Detectable voice change with the edrophonium test in laryngeal myasthenia gravis

Introduction

The differential diagnosis of husky or breathy hoarseness includes glottal incompetence as a result of vocal fold atrophy caused by physiological ageing of the vocal fold muscles. This is easy to diagnose using fibreoptic examination of the larynx. However, another underlying critical disease may also be present. A rare case of myasthenia gravis presenting with hoarseness is described.

Case report

A 65-year-old woman was referred to the Department of Neurology, National Hospital Organization Tokyo Medical Center, Tokyo, Japan, in January 2007 with severe hoarseness lasting more than 1 month for assessment for phonosurgery. Her voice was husky and breathy. Laryngeal stroboscopic examination revealed a glottal chink and vocal fold atrophy, leading to glottal incompetence during phonation. The maximum phonation time was only 7 s. The diagnosis was sulcus vocalis with vocal fold atrophy caused by physiological ageing of the vocal fold muscles. Treatment with voice therapy sessions and self-administered vocal exercises ¹ for 3 months was recommended. Following treatment, the hoarseness disappeared and the maximum phonation time increased to a normal value of 20 s.

This improvement was maintained for 20 months, but the patient’s voice then began to become hoarse at night; she was still able to phonate well in the daytime.

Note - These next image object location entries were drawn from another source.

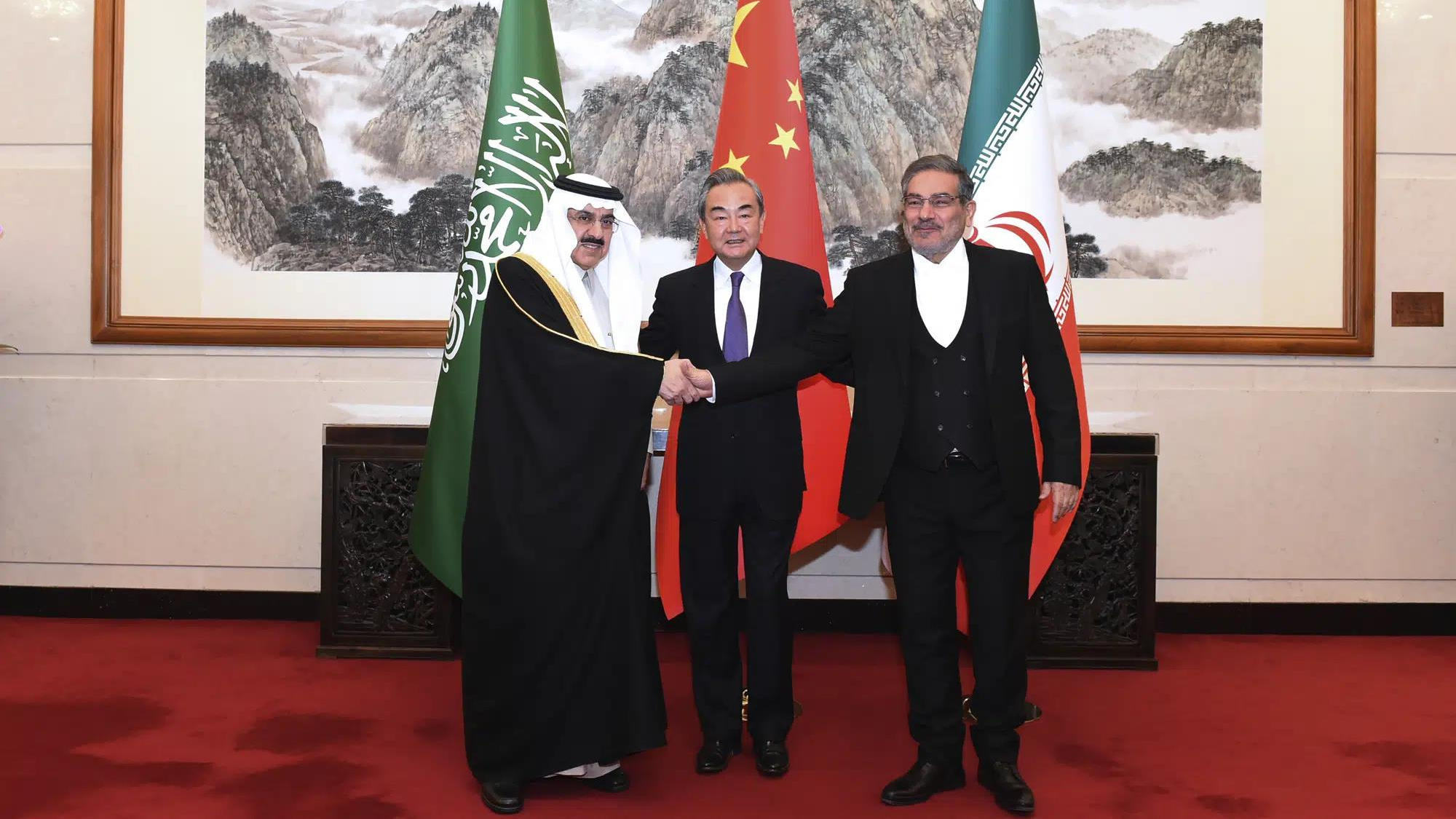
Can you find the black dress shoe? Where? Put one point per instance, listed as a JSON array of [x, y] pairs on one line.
[[503, 797], [714, 755], [615, 781], [772, 758], [922, 781], [1004, 780]]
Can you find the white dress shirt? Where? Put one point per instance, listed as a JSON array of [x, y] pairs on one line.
[[941, 290], [601, 298], [748, 293]]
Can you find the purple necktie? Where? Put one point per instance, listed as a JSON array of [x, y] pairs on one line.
[[736, 328]]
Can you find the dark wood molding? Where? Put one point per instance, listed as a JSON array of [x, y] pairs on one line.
[[110, 325], [1356, 333], [1355, 337], [158, 604], [1348, 620], [376, 599], [841, 617]]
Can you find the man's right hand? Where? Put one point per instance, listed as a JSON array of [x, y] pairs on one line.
[[678, 388]]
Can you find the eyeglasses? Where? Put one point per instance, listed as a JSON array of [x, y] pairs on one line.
[[586, 221], [938, 202]]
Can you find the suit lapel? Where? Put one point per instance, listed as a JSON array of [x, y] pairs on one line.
[[771, 301], [703, 311], [903, 311], [985, 295]]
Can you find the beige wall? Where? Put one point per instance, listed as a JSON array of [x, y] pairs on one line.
[[171, 467]]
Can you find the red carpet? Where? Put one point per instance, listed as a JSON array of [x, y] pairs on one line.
[[145, 719]]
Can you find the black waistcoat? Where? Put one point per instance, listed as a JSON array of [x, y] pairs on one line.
[[949, 407]]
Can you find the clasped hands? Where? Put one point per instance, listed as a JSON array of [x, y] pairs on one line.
[[684, 382]]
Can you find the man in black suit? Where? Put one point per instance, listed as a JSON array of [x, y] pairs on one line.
[[943, 435], [740, 467]]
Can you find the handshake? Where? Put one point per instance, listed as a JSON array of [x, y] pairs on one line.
[[684, 382]]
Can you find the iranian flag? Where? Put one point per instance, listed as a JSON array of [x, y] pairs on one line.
[[1007, 146], [523, 149], [765, 135]]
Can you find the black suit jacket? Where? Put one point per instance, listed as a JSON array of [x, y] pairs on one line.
[[871, 325], [713, 438]]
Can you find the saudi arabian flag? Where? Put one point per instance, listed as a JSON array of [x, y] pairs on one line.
[[523, 149], [1007, 146]]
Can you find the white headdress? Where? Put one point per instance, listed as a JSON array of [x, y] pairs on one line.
[[554, 241]]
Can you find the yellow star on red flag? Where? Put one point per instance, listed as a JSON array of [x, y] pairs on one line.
[[796, 95], [786, 141], [735, 56], [735, 161]]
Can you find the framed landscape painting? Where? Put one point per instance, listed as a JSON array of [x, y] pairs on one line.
[[298, 173]]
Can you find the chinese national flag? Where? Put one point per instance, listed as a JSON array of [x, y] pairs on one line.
[[764, 133]]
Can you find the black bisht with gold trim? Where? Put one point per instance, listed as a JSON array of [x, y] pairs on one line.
[[560, 657]]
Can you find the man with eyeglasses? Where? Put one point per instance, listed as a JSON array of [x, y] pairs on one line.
[[943, 433], [560, 662]]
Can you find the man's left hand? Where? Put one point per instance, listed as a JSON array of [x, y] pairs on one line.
[[1064, 499]]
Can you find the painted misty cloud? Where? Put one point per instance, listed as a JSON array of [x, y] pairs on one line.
[[340, 136], [347, 141]]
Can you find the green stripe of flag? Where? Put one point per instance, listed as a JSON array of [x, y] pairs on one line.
[[1005, 55], [523, 148]]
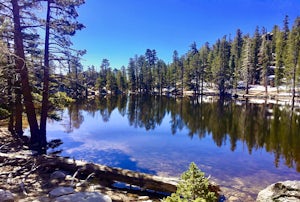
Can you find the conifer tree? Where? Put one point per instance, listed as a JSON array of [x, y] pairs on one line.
[[194, 187], [293, 56]]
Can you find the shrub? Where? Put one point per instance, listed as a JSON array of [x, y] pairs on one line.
[[3, 113], [192, 187]]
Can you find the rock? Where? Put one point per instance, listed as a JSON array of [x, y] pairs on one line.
[[287, 191], [234, 199], [143, 198], [60, 191], [84, 197], [58, 175], [6, 196]]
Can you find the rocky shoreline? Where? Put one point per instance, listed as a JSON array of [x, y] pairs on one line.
[[23, 178]]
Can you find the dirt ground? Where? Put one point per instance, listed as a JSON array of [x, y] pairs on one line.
[[28, 181]]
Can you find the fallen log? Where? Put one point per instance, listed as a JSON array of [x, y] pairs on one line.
[[106, 173]]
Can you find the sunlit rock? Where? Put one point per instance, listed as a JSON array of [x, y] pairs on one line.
[[60, 191], [58, 175], [84, 197], [6, 196], [287, 191]]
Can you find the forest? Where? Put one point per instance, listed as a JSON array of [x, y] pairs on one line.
[[39, 68]]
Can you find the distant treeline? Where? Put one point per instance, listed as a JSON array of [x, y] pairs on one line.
[[266, 58]]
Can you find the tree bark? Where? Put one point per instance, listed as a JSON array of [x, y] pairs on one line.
[[45, 102], [22, 68]]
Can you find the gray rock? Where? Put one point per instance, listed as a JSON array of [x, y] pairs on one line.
[[58, 175], [287, 191], [84, 197], [6, 196], [60, 191]]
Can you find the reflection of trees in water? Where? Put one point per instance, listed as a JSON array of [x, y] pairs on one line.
[[257, 126]]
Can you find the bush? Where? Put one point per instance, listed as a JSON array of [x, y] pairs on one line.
[[192, 187], [60, 99]]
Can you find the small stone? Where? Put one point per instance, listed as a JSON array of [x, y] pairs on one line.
[[234, 199], [281, 192], [143, 198], [60, 191], [6, 196], [58, 175], [84, 197]]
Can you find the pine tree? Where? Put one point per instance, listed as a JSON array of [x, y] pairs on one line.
[[236, 58], [194, 187], [293, 56], [247, 65], [265, 58]]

Subsequently, her voice gradually worsened in the daytime. A possible diagnosis of myasthenia gravis was suggested and further investigations were performed. However, no thymoma was seen on chest X-ray, the patient was negative for anti-acetylcholine receptor antibodies and clinical examination results including brain magnetic resonance imaging were normal. The only symptom was hoarseness.

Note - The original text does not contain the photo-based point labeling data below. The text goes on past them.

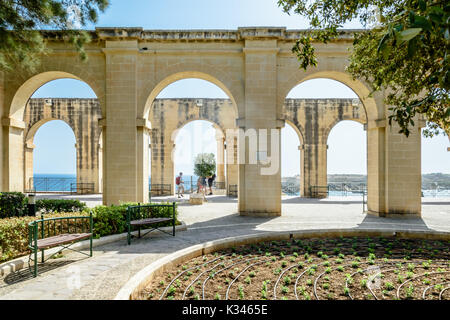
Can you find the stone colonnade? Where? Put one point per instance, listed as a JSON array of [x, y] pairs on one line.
[[255, 67], [312, 119]]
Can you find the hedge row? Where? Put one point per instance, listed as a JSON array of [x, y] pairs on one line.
[[59, 205], [108, 220], [13, 204]]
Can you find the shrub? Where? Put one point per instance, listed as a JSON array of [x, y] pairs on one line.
[[14, 235], [109, 220], [13, 204], [59, 205]]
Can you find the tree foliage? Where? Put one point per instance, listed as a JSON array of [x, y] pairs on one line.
[[21, 41], [403, 50], [205, 165]]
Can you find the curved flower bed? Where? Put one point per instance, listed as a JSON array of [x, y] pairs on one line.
[[313, 269]]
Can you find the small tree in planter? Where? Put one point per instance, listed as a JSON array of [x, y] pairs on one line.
[[205, 165]]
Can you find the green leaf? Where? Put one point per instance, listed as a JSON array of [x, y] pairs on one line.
[[421, 22], [422, 5], [408, 34], [412, 47]]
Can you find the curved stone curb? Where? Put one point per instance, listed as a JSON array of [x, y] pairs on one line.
[[140, 280], [22, 262]]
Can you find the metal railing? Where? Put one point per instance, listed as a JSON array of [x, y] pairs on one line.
[[318, 191], [290, 189], [82, 188], [160, 189], [232, 190], [47, 184]]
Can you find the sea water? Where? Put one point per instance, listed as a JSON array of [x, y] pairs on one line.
[[63, 182]]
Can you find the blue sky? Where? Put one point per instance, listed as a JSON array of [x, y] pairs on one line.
[[55, 153]]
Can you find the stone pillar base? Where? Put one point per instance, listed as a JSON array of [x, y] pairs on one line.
[[260, 214], [197, 199], [394, 215]]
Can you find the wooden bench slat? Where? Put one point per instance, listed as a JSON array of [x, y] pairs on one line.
[[149, 221], [61, 239]]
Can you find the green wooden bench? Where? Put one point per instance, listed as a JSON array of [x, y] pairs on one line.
[[148, 215], [62, 232]]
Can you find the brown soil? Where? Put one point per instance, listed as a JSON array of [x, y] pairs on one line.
[[313, 269]]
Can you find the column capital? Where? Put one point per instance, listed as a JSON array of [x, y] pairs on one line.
[[375, 124], [102, 122], [312, 145], [143, 123], [11, 122]]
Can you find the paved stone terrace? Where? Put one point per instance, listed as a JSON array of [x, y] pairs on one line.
[[102, 276]]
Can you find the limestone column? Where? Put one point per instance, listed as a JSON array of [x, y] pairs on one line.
[[402, 172], [100, 166], [13, 156], [28, 149], [259, 191], [162, 164], [314, 169], [231, 161], [124, 136], [220, 158]]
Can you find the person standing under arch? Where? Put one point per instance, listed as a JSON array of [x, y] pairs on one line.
[[210, 183], [180, 185]]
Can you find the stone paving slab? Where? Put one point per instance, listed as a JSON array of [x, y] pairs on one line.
[[113, 264]]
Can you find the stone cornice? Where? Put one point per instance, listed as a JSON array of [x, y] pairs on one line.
[[242, 33], [14, 123]]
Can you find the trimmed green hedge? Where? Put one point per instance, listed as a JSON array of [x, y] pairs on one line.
[[14, 235], [107, 221], [113, 219], [13, 204], [59, 205]]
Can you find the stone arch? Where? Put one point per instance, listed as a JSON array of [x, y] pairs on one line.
[[29, 148], [371, 108], [220, 79], [181, 125], [298, 129], [30, 134], [327, 130], [26, 89]]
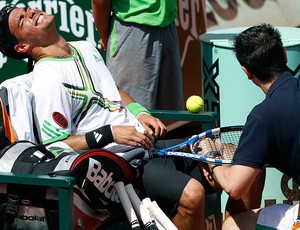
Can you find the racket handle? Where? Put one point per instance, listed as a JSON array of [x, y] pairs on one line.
[[158, 214], [125, 201], [140, 209]]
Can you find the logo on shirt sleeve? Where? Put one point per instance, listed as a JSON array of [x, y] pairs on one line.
[[60, 119]]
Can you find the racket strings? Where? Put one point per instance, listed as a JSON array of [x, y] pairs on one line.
[[218, 145]]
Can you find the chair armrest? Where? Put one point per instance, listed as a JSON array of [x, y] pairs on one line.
[[64, 185]]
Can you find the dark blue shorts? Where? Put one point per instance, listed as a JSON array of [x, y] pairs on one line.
[[165, 178]]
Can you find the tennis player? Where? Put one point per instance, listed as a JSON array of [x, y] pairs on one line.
[[272, 130], [75, 100]]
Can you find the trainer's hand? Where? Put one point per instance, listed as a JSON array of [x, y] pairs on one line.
[[152, 124], [128, 135]]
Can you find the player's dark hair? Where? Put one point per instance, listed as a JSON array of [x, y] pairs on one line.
[[7, 39], [260, 50]]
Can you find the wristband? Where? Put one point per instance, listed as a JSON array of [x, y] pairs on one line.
[[99, 137], [135, 108]]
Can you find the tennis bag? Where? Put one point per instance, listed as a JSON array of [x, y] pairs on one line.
[[36, 207]]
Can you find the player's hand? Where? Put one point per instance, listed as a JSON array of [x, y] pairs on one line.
[[129, 135], [152, 125]]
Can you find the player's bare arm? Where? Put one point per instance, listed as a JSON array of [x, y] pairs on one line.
[[126, 135], [150, 123]]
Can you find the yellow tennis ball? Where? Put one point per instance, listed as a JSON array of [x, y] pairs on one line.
[[194, 104]]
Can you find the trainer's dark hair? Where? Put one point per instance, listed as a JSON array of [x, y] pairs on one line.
[[260, 50], [7, 39]]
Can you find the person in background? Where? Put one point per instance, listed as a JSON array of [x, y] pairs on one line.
[[142, 49], [272, 130]]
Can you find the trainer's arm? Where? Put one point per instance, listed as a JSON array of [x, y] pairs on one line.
[[102, 16], [236, 180]]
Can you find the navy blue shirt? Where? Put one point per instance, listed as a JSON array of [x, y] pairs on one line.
[[272, 130]]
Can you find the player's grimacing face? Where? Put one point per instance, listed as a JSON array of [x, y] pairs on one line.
[[30, 25]]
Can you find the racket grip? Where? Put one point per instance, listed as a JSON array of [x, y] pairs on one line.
[[125, 201], [159, 215]]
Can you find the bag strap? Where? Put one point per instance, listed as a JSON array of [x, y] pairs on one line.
[[11, 210]]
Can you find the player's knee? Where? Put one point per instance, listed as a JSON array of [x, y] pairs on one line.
[[193, 197]]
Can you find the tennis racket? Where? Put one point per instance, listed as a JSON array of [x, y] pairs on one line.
[[216, 146]]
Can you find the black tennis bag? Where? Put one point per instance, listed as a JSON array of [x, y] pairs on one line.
[[36, 207]]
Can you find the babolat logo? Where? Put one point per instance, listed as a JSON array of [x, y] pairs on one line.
[[32, 218], [102, 180]]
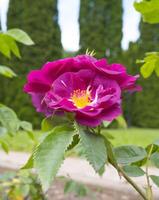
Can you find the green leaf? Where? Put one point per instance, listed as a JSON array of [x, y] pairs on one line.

Laryngeal stroboscopic examination showed the same findings as at the patient’s first visit 2 years before (a glottal chink and vocal fold atrophy). Voice spectrography was performed before and after injection of 2 mg of intravenous edrophonium. ² Figure 1 shows the sound spectrogram recorded for the sustained phonation of the vowel sound /a/ (“ah”) before and after the administration of edrophonium. There was a marked improvement in the patient’s voice after the administration of edrophonium, which was confirmed by the changes seen on the sound spectrogram. On further examination, the patient was only able to maintain high-pitched vocalization for a few seconds (the ‘sinking pitch’ sign). ³ These findings were the only objective indication of a diagnosis of myasthenia gravis. Based on the edrophonium and spectrographic test results, treatment for laryngeal myasthenia gravis was initiated and the patient’s vocal problems resolved completely. OPEN IN VIEWER

Informed consent for her case to be published was obtained from the patient.

Discussion

In cases where hoarseness is the sole primary manifestation, it is very difficult to distinguish myasthenia gravis from other, more common laryngeal conditions. ⁴ One report has suggested that dysphonia can be the first sole symptom of the isolated bulbar presentation of late-onset myasthenia gravis. ⁵ Mao et al. ⁶ reported on 40 patients with laryngeal myasthenia gravis who presented with dysphonia as their initial primary complaint. Among them, only one patient was positive for anti-acetylcholine receptor antibodies. Edrophonium is a short-acting acetylcholinesterase inhibitor that improves strength in myasthenia gravis by increasing the binding of acetylcholine to its receptor; weakness caused by abnormal neuromuscular transmission characteristically improves after intravenous administration of edrophonium. When hoarseness is the sole symptom and myasthenia gravis is suspected, the minimally invasive edrophonium test with sound spectrography is a useful, objective tool for the differential diagnosis of laryngeal myasthenia gravis.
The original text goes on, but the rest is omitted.